The odds of receiving a revascularization procedure within 90 days after angiography for whites relative to blacks (after adjusting for age, sex, region, Medicaid eligibility, principle diagnosis, secondary diagnoses, and hospital characteristics) was 1.78 (95% confidence interval=1.56 to 2.03). In similar analyses, the adjusted odds of receiving percutaneous transluminal coronary angioplasty (PCTA) specifically was 1.56 (95% confidence interval = 1.29 to 1.89) and the adjusted odds of receiving coronary artery bypass surgery (CABG) specifically was 1.56 (95% confidence interval = 1.34 to 1.80). The odds ratios for race did not differ substantially by any of the hospital characteristics (ownership, teaching status, location, and availability of revascularization facilities). The odds ratio for race was statistically significant in all but rural hospitals (OR=1.63; 95% confidence interval=0.93 to 2.86) after adjustment for potential confounders.

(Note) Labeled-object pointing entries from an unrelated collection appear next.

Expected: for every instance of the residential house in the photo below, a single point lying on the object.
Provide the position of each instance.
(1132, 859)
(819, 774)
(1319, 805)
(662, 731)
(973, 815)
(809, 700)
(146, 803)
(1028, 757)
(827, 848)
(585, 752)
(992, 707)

The authors conclude “that the odds of proceeding to a revascularization procedure within 90 days after coronary angiography were substantially higher for whites than blacks with coronary heart disease after controlling for region, Medicaid availability, comorbid diagnosis, and hospital characteristics. The consistent racial differences in use of revascularization procedures across all types of hospitals indicate that important disparities are widespread, and that the institutional characteristics (analyzed in this study) are not significant mediators of these differences. These findings also suggest that unequal access to specialty care is not the primary explanation for racial differences in rates of coronary revascularization procedures, because almost all patients in this (study) population were likely to have been evaluated by a cardiologist at the time of angiography”. They emphasize that “these findings do not reflect impaired access to cardiologists who perform angiography or hospitals that perform revascularization procedures.”

The authors also considered whether differences observed in this study might be due to racial differences in severity of coronary health disease. This study showed that adjustment for principal and secondary diagnoses yielded little change in the race effect on receiving a revascularization procedure (a minor reduction in the adjusted odds ratio). Some other studies that used more detailed clinical data support this finding, while some do not. In particular, the CASS study (Maynard, et al., 1986) reported a lower rate of coronary artery disease at angiography among blacks than whites. The authors here note that a subsequent analysis of the CASS study, which focused on patients with coronary artery disease (rather than with angiography) documented racial differences in procedure use after controlling for severity. Thus, this subsequent analysis raises two other possible explanations for the findings of racial differences in revascularization use in the present study as well as in the CASS study: physician bias and patient preference. However, the authors note that the data used in the present analyses were insufficient to assess whether “differing rates of revascularization procedures represent a racial bias among physicians or whether race is a proxy for other cultural and socioeconomic factors that effect physician or patient behavior.” They also add that “these interracial differences may reflect overuse in whites or underuse in blacks.”